Doğu Akdeniz Üniversitesi Akademik Personel Sendikası (DAÜ-SEN), KKTC üniversitelerindeki öğrenci sayısındaki ciddi düşüşe işaret ederek, rekabetten geri kalmamak için artırılan burslu öğrenci sayısının niteliği artırmak yerine, hem geliri, hem de niteliği düşüren bir etki yarattığı eleştirisinde bulundu.
DAÜ-SEN, "KKTC’de yükseköğretim sektörü artık ‘üniversite’ olmaktan çıkıp, ‘burslu öğrenci turizmine’ evirilmiştir. 2025 YKS verilerine bakınca anlaşılıyor ki, bu topraklarda eğitimde kalite değil, öğrenci sayısı ve burs pazarlığı ön plana geçmiştir.” değerlendirmesinde bulundu.
DAÜ-SEN, Yükseköğretim Kurumları Sınavı (YKS) sonuçlarıyla ilgili açıklamasında, geçen yıl 12 bin 180 olan YKS ile KKTC üniversitelerine yerleşen toplam öğrenci sayısının 2025’te yüzde 5 gerileyerek 11 bin 587'ye düştüğünü vurguladı.
Eşdeğer (ödenen ücrete bağlı) yerleşimlerde ise yüzde 11'lik ciddi bir düşüş yaşandığı kaydedilen açıklamada, nitelikli öğrenci tercihinin giderek azaldığının görüldüğü ifade edildi. Artan burslu öğrenci sayısının niteliği artırmak yerine, hem geliri hem de niteliği düşüren bir etki yarattığına dikkat çekildi.
- “Eğitimde kalite değil, öğrenci sayısı ve burs pazarlığı ön plana geçmiştir”
Öğrenci kaybı nedeniyle gelir kaybıyla karşı karşıya kalan birçok üniversitenin de sayıyı artırmak için burs oranlarını yükselten bir sarmalın içine girdiği savunulan açıklamada şunlar kaydedildi:
“2025’te burslu öğrencilerin oranı toplamda yüzde 89,4’e ulaşarak yaklaşık 10 bin 377 burslu öğrenci olmuştur.
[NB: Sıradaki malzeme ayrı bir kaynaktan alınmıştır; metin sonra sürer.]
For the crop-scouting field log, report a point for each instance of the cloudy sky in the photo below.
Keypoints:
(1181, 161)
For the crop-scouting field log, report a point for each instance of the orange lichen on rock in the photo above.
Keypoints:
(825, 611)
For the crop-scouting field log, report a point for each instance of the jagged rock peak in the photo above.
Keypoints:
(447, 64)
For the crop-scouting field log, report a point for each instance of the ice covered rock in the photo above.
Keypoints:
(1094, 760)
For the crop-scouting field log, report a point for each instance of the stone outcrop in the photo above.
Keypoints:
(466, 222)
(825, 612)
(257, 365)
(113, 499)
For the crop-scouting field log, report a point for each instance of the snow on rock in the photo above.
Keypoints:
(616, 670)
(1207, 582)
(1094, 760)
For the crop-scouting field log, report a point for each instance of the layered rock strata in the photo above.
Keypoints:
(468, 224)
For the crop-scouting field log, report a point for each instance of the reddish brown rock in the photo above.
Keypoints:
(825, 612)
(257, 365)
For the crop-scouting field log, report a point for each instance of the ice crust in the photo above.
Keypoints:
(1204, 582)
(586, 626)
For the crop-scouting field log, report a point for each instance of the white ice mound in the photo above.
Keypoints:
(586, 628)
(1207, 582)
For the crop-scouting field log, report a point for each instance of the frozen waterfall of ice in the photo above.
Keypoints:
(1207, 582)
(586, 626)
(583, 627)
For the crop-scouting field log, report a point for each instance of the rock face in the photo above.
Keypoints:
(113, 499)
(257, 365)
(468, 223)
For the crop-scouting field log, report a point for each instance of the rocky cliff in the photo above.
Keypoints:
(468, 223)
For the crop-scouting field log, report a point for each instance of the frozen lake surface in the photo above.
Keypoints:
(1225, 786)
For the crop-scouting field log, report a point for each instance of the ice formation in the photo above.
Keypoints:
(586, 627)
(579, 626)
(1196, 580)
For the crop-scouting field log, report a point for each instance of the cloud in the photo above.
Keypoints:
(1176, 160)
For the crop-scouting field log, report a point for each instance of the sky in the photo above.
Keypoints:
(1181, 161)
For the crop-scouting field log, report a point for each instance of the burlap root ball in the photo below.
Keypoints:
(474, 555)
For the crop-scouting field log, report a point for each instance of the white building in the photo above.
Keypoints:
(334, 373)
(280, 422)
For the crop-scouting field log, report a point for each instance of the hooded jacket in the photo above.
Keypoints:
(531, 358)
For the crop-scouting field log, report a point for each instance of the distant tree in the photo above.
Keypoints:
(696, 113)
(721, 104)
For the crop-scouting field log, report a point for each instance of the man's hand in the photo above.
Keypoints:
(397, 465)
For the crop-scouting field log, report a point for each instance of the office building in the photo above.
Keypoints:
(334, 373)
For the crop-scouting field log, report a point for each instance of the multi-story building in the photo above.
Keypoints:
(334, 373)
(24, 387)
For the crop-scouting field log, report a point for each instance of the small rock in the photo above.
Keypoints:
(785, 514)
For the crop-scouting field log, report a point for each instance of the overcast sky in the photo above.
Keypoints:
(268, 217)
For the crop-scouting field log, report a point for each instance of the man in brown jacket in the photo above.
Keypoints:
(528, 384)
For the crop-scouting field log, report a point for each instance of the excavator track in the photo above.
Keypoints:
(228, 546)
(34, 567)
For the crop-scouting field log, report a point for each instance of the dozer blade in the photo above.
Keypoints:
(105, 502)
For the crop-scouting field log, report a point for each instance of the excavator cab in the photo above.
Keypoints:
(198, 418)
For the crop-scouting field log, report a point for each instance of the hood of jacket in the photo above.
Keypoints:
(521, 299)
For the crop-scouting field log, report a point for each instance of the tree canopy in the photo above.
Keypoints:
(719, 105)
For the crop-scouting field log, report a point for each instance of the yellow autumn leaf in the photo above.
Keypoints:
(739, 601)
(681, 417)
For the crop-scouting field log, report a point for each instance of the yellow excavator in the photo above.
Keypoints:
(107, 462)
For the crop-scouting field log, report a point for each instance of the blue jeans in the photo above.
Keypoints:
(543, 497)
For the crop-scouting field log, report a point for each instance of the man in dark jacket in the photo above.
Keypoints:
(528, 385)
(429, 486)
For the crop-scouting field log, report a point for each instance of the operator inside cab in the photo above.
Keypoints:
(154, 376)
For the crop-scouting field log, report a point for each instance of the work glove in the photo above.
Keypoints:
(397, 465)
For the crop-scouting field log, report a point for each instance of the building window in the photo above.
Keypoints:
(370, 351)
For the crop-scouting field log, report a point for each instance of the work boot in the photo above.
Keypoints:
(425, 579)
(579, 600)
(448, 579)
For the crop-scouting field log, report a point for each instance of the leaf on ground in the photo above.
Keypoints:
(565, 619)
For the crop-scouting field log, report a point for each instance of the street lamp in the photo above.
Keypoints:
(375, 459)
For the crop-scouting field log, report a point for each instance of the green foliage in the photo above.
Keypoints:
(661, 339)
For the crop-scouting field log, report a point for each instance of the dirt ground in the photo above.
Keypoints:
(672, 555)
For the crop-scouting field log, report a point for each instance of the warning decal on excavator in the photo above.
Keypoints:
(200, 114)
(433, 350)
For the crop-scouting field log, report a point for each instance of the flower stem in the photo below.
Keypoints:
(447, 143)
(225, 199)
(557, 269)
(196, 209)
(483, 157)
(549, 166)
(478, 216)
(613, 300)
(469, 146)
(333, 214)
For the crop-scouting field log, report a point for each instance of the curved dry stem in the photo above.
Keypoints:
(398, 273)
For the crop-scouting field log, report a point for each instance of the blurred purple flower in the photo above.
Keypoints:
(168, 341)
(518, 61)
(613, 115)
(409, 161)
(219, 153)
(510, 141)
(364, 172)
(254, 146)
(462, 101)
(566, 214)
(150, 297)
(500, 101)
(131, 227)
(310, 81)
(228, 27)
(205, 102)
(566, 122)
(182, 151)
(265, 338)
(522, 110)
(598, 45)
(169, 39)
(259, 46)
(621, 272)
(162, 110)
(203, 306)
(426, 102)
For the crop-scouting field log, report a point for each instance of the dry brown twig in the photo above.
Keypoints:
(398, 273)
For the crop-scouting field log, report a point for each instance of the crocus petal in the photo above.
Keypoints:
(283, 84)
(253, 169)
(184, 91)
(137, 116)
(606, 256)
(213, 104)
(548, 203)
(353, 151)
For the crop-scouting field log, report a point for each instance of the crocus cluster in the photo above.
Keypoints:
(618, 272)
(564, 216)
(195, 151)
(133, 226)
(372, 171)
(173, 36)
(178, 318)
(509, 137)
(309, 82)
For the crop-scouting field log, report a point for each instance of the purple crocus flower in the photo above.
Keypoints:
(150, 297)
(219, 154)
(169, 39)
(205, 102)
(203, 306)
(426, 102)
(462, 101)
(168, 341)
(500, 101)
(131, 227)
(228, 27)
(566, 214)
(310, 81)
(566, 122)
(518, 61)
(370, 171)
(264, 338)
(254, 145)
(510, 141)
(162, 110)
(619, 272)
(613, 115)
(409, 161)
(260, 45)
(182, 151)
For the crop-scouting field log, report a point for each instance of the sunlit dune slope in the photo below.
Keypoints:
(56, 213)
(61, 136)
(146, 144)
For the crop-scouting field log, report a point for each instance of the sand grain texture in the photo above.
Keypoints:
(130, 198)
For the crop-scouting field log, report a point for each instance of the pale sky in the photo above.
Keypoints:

Bu bursların çoğu karşılıksız ve sürdürülebilir olmayan bir mali yük yaratmaktadır. KKTC’de yükseköğretim sektörü artık ‘üniversite’ olmaktan çıkmış, ‘burslu öğrenci turizmine’ evirilmiştir. 2025 YKS verilerine bakınca anlaşılıyor ki, bu topraklarda eğitimde kalite değil, öğrenci sayısı ve burs pazarlığı ön plana geçmiştir.”
Açıklamada, bu yıl KKTC üniversitelerine Türkiye’den yerleşen öğrencilerinin yüzde 40,1’i tam burslu, yüzde 48’i yarı burslu ve yüzde 1,3’ü yüzde 25 burslu olduğuna işaret edilerek, öğrencilerin sadece yüzde 10,6’sının tam ücret ödeyerek KKTC’ye gelmeyi tercih ettiği vurgulandı.
Eğitimin ikinci planda kaldığı ve asıl hedefin öğrencinin yurt, kafe, market, eğlence gibi yan sektörlerde tüketim yapmasının hedeflendiği bir ortamda, öğrencinin ise üniversiteleri “tatil köyü” olarak gördüğü savunuldu.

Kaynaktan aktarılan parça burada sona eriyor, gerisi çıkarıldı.